Saat ini kawasan KBP menjadi perhatian dunia, karena selain telah ditetapkan sebagai bagian dari CT, tetapi juga memiliki kakayaan hayati laut yang sangat luar biasa (Short et al., 2007; McKenzie, 2007; Kahn, 2009; Veron et al., 2009; Wallace et al., 2011; Allen & Erdmand, 2012) secara khusus mendukung keanekaragaman dan kondisi populasi yang sehat dari sejumlah species yang masuk dalam daftar “red list” menurut daftar International Union for Conservation of Nature (IUCN).

Ternyata kebanggaan terhadap potensi KBP akhir-akhir ini agak goyah, karena selama decade terakhir ini, isu lingkungan yang berkaitan dengan ancaman yang dihadapi keragaman hayati laut kawasan telah menjadi perhatian banyak pihak.  Antara tahun 2011 dan 2012, kami melakukan penelitian di 11 desa di Distrik Abun dan Amberbaken di Kabupaten Tambrauw yang masuk dalam kawasan KBP.

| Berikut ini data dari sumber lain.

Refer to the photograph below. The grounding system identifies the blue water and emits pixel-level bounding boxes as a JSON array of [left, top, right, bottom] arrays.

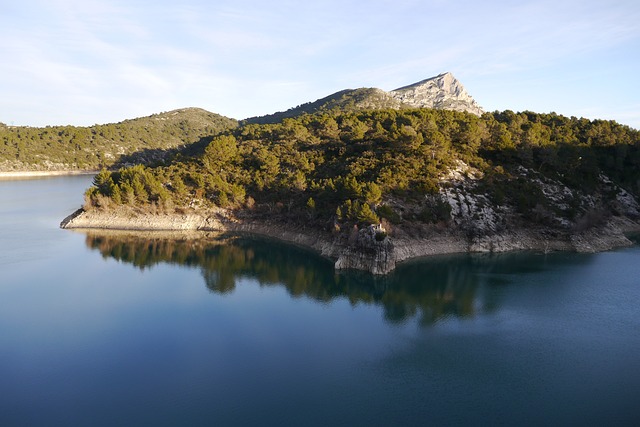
[[0, 177, 640, 426]]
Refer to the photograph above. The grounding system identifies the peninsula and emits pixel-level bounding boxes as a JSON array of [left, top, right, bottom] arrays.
[[56, 73, 640, 274]]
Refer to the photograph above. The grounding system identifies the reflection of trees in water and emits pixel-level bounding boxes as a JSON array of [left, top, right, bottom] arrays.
[[87, 234, 596, 324]]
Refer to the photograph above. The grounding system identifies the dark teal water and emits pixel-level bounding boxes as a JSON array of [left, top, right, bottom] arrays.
[[0, 177, 640, 426]]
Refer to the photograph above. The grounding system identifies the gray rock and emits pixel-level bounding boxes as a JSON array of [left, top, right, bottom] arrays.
[[389, 73, 484, 116]]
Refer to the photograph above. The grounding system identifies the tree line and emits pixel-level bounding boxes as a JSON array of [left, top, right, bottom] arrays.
[[87, 109, 640, 232]]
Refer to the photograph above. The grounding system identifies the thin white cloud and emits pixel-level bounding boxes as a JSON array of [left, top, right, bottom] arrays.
[[0, 0, 640, 126]]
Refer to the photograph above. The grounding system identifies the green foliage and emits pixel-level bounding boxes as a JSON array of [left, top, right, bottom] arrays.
[[81, 109, 640, 234], [0, 108, 237, 170]]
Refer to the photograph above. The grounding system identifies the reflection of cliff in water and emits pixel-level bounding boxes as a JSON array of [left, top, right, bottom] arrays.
[[86, 232, 592, 324]]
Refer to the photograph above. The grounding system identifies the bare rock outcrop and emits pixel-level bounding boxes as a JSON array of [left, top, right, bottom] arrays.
[[389, 73, 484, 116]]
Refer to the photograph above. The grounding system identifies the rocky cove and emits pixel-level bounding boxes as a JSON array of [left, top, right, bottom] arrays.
[[60, 207, 640, 275]]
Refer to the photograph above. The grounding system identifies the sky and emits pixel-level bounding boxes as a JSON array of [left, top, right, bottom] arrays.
[[0, 0, 640, 129]]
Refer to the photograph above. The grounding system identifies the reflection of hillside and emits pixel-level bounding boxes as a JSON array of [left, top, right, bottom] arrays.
[[86, 233, 596, 324]]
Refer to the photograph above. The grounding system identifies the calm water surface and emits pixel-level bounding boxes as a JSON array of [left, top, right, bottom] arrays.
[[0, 177, 640, 426]]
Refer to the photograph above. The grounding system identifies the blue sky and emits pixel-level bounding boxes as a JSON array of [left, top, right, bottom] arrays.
[[0, 0, 640, 129]]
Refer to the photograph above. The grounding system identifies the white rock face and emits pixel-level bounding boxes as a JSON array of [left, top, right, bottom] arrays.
[[389, 73, 484, 116]]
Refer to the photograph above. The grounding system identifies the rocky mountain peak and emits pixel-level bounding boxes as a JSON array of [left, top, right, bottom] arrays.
[[389, 72, 484, 116]]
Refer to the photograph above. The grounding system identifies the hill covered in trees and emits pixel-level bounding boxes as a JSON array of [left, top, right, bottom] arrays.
[[0, 108, 237, 172], [70, 109, 640, 270]]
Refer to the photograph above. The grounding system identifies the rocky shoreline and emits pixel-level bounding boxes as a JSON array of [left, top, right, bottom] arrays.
[[60, 209, 640, 274]]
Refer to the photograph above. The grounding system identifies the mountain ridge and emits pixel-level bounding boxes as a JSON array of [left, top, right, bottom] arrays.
[[242, 72, 484, 124]]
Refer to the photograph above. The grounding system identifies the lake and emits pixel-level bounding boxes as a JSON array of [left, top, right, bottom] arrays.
[[0, 176, 640, 426]]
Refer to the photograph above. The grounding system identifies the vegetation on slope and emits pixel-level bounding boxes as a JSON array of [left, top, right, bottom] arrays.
[[0, 108, 237, 171], [86, 109, 640, 234], [243, 88, 402, 124]]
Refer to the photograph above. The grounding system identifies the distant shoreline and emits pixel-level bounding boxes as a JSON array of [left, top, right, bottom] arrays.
[[0, 170, 98, 181], [60, 208, 640, 274]]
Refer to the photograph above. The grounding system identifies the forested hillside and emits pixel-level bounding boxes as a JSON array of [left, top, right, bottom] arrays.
[[0, 108, 237, 171], [86, 109, 640, 232]]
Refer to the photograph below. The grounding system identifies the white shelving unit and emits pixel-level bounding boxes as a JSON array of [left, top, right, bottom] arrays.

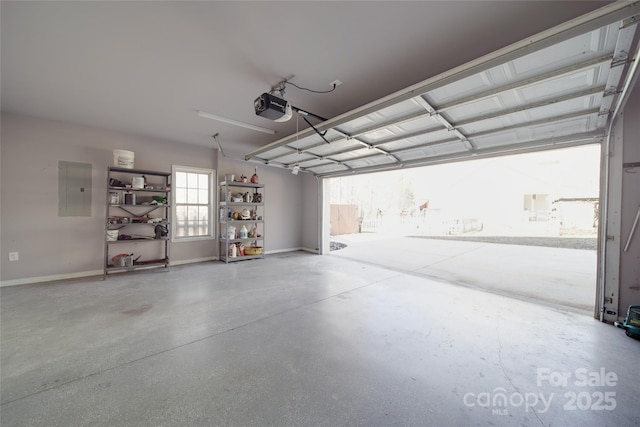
[[219, 181, 265, 263], [103, 167, 171, 279]]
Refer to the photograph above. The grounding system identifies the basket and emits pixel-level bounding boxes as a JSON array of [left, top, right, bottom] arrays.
[[244, 246, 262, 255], [113, 150, 136, 169]]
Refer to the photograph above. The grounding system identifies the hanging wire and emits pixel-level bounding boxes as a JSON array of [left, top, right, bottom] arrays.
[[282, 80, 338, 93]]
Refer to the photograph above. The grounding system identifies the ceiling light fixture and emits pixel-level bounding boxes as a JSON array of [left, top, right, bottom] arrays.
[[198, 111, 276, 135]]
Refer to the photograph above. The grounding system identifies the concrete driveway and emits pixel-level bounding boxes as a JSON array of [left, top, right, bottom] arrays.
[[331, 234, 596, 314]]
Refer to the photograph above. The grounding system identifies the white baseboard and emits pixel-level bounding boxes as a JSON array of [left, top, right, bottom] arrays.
[[171, 256, 219, 265], [0, 270, 102, 288], [0, 257, 218, 288], [265, 247, 318, 255]]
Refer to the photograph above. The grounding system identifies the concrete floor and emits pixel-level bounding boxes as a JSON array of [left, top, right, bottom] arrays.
[[0, 253, 640, 427], [331, 233, 597, 315]]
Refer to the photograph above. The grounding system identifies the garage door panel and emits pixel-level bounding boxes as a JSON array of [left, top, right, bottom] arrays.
[[460, 97, 598, 135], [343, 154, 396, 169], [378, 129, 455, 151], [246, 2, 640, 177], [328, 147, 380, 162], [309, 139, 362, 156], [393, 141, 468, 162]]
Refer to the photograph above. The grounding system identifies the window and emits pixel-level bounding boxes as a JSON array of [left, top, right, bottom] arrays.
[[172, 166, 214, 240]]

Salah satu potensi perairan KBP

Salah satu potensi perairan KBP

Daerah yang kami kunjungi merupakan pantai berpasir yang ekstensif dan hutan dataran rendah pesisir yang berfungsi sebagai habitat peneluran penyu belimbing (Dermochelys coriaceae). Habitat peneluran penyu ini terbentang sepanjang pesisir pantai mulai dari desa Werur di distrik Sausapor hingga ke desa Waibem di distrik Abun.  Penyu belimbing diketahui sebagai salah satu jenis penyu laut dengan tingkat keterancaman yang tinggi di dunia. Selama di lokasi penelitian, kami menyadari bahwa KBP bukan hanya kaya dengan sumberdaya alam yang dapat diperbaharui, tetapi juga minyak, gas dan mineral seperti emas, tembaga dan nikel.

 Ancaman di KBP

 Selama ini kekuatiran sebagian orang hanya terfokus pada ancaman yang datang dari pemanfaatan sumberdaya laut yang tidak terkendali.  Tetapi perhatian yang ditujukan kepada nilai keanekaragaman hayati laut yang tinggi itu saat ini disebabkan karena berkembangnya kekuatiran meningkatkanya ancaman akibat perkembangan yang pesat dari pembangunan.

Propinsi termiskin di Indonesia sampai Maret 2013

Propinsi termiskin di Indonesia sampai Maret 2013

Kita tidak bisa mengelak, bahwa “kemiskinan” terkadang menekan umat manusia untuk melakukan eksploitasi yang tidak terkendali, apalagi seperti di Papua Barat yang sampai dengan Maret 2013 menurut data BPS tergolong dalam delepan provinsi di Indonesia dengan angka kemiskinan tertinggi (26.67 %), kedua setelah saudara sekandung Papua (31.13%). Karena itu jangan heran jika pemerintah daerah sangat tergantung pada industry ekstraktif seperti logging dan tambang.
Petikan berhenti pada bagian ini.